CPEP: Contrastive Pose-EMG Pre-training Enhances Gesture Generalization on EMG Signals

Conference: NeurIPS 2025 arXiv: 2509.04699 Code: None Area: Human Understanding / Gesture Recognition Keywords: EMG signals, EMG, gesture recognition, contrastive learning, zero-shot classification, cross-modal alignment

TL;DR

This paper proposes the CPEP framework, which employs contrastive learning to align low-quality EMG signal representations with high-quality hand pose representations, endowing the EMG encoder with pose-awareness.

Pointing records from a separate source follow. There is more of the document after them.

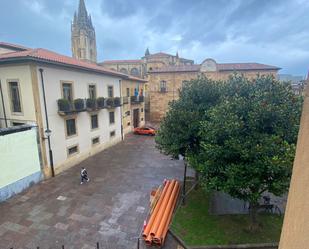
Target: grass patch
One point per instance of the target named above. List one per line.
(195, 226)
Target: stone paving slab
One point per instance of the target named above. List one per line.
(111, 208)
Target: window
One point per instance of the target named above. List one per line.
(94, 121)
(95, 140)
(70, 127)
(67, 91)
(15, 97)
(110, 91)
(111, 117)
(162, 86)
(72, 150)
(184, 82)
(92, 92)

CPEP is the first to achieve zero-shot recognition of unseen gestures from EMG signals, yielding a 21% improvement on in-distribution gesture classification and a 72% improvement on unseen gesture classification.

Background & Motivation

Background: Vision-based gesture recognition has matured considerably, yet remains constrained by power consumption and privacy concerns in wearable device deployments. Surface EMG (sEMG) signals are low-power and easy to integrate, making them well-suited for real-time gesture prediction on wearable platforms.

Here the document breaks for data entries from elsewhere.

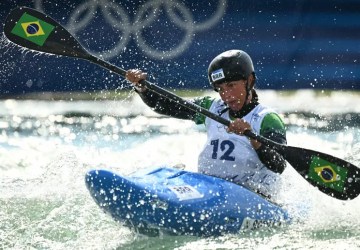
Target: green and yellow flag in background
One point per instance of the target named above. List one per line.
(32, 29)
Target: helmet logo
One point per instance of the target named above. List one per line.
(217, 75)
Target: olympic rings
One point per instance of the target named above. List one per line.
(147, 14)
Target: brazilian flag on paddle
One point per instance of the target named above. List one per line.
(32, 29)
(329, 174)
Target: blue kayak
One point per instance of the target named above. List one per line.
(178, 202)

Limitations of Prior Work: (a) EMG signals exhibit low signal-to-noise ratios and high variability, limiting the effectiveness of conventional self-supervised pre-training; (b) supervised methods (e.g., emg2pose for pose regression) generalize poorly and cannot recognize unseen gestures or adapt to new users; (c) large-scale EMG data collection is costly and difficult.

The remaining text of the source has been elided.